No single neuron produces a thought or a behavior; anything the brain accomplishes is a vast collaborative effort between cells. When at work, neurons talk rapidly to one another, forming networks as they communicate. Researchers led by Rockefeller University’s Alipasha Vaziri are developing technology that would make it possible to record brain activity as it plays out across these networks.
In research published October 31 in Nature Methods, they recorded the activity of thousands of neurons layered within three-dimensional sections of brain as they signaled to one another in a living mouse.
“The ultimate goal of our work is to investigate how large numbers of interconnected neurons throughout the brain interact in real time and how their dynamics lead to behavior,” says Vaziri, associate professor and head of the Laboratory of Neurotechnology and Biophysics. “By developing a new method based on ‘light sculpting’ and using it to capture the activity of the majority of the neurons within a large portion of the cortex, a layered brain structure involved amongst others in higher brain function, we have taken a significant step in this direction.”
This type of recording presents a considerable technical challenge because it requires tools capable of capturing short-lived events within individual cells, all while observing large volumes of brain tissue.
Vaziri, who joined Rockefeller last year, began working toward this goal about six years ago while at the Research Institute of Molecular Pathology in Vienna. His group first succeeded in developing a light-microscope–based approach to observing the activity within a whole 302-neuron roundworm brain, before moving on to the 100,000-neuron organ of a larval zebrafish. Their next target, the mouse brain, is more challenging for two reasons: Not only is it more complex, with about 70 million neurons, but the rodent brain is also opaque, unlike the more transparent worm and larval fish brains.
To make the activity of neurons visible, they had to be altered. The researchers engineered the mice so their neurons could emit fluorescent light when they signal to one another. The stronger the signal, the brighter the cells shine.
The microscopy system they developed had to meet competing demands: It needed to generate a spherically shaped spot, slightly smaller than the neurons and capable of efficiently exciting fluorescence from them. Meanwhile, it also had to move quickly enough to scan the activity of thousands of these cells in three dimensions as they fire in real time.
The team accomplished this using a technique called “light sculpting,” in which short pulses of laser light, each lasting only a quadrillionth of a second, are dispersed into their colored components.
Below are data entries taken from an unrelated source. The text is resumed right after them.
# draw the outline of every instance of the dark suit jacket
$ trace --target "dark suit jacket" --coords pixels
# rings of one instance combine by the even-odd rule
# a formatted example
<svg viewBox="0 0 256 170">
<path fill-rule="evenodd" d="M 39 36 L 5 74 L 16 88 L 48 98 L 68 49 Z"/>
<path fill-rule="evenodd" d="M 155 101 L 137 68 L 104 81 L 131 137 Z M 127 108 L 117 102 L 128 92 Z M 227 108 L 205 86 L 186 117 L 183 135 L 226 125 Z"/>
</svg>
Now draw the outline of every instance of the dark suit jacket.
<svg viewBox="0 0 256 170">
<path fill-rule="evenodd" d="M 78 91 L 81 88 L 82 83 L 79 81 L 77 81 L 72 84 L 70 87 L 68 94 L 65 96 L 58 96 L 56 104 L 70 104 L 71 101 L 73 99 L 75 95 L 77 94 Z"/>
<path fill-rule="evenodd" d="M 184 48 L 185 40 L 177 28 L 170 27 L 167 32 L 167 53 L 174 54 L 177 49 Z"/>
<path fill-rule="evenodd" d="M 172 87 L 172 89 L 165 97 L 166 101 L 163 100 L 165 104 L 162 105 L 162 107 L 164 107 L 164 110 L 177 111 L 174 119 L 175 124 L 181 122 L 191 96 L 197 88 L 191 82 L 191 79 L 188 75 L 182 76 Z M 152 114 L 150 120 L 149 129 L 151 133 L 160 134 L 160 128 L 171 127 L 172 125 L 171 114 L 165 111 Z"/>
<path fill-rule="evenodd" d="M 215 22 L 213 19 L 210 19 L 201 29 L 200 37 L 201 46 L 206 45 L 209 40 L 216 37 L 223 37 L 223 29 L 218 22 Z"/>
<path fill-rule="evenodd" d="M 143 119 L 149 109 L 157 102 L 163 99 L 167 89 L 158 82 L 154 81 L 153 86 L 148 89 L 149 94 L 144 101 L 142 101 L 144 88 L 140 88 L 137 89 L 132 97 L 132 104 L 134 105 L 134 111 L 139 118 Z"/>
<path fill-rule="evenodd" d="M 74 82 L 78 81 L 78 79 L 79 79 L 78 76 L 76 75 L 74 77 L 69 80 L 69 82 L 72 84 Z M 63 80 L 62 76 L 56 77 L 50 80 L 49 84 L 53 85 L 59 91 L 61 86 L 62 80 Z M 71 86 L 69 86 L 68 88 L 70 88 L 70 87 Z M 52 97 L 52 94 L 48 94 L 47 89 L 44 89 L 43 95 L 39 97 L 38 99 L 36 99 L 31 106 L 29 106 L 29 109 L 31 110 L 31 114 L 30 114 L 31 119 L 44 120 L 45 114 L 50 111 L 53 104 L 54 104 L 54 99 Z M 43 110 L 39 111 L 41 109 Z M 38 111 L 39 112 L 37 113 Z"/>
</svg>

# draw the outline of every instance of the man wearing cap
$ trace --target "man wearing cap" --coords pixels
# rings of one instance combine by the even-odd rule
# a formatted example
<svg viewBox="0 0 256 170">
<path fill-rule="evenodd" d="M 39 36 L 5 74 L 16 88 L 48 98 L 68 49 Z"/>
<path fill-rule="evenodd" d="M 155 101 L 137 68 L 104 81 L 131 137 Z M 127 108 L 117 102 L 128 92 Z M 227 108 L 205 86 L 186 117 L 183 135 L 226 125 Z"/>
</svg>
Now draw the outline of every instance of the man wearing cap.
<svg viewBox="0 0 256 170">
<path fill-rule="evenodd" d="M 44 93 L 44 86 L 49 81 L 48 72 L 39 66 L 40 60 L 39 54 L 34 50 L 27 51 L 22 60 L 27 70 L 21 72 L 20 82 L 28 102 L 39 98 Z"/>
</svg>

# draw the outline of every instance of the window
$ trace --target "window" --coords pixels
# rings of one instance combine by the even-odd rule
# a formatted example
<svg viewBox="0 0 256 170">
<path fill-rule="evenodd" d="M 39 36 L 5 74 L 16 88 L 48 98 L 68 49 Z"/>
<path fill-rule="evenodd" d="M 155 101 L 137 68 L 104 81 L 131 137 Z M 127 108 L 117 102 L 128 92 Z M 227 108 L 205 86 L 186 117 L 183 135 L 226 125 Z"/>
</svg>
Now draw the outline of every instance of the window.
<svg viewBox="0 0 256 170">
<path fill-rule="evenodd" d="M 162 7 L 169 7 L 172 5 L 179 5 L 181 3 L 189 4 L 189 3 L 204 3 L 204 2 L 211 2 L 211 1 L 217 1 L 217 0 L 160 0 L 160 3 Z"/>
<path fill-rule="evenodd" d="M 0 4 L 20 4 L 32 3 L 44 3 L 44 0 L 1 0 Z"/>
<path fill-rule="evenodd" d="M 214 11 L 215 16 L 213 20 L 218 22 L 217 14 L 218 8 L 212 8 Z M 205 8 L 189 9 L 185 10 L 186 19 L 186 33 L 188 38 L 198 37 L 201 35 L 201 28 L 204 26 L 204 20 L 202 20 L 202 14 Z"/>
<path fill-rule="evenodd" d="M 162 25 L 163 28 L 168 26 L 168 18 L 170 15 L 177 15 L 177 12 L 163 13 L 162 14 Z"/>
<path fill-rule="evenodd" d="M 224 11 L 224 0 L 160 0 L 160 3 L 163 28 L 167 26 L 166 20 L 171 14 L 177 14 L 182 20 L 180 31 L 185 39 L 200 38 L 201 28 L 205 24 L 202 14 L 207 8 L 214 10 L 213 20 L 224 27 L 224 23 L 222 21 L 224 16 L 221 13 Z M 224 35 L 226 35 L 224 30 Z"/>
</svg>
These are then brought back together to generate the “sculpted” excitation sphere.
This sphere is scanned to illuminate the neurons within a plane, then refocused on another layer of neurons above or below, allowing neural signals to be recorded in three dimensions. (This was done while the mouse’s head was immobilized, but its legs were free to run on a customized treadmill.)
In this way, Vaziri and his colleagues recorded the activity within one-eighth of a cubic millimeter of the cortex, of the animal’s brain, a volume that represents the majority of a unit known as a cortical column. By simultaneously capturing and analyzing the dynamic activity of the neurons within a cortical column, researchers think they might be able to understand brain computation as a whole. In this case, the section of cortex studied is responsible for planning movement.
The researchers are currently working to capture the activity of an entire such unit.
“Progress in neuroscience, and many other areas of biology, is limited by the available tools,” Vaziri says. “By developing increasingly faster, higher-resolution imaging techniques, we hope to be able to push the study of the brain into new frontiers.”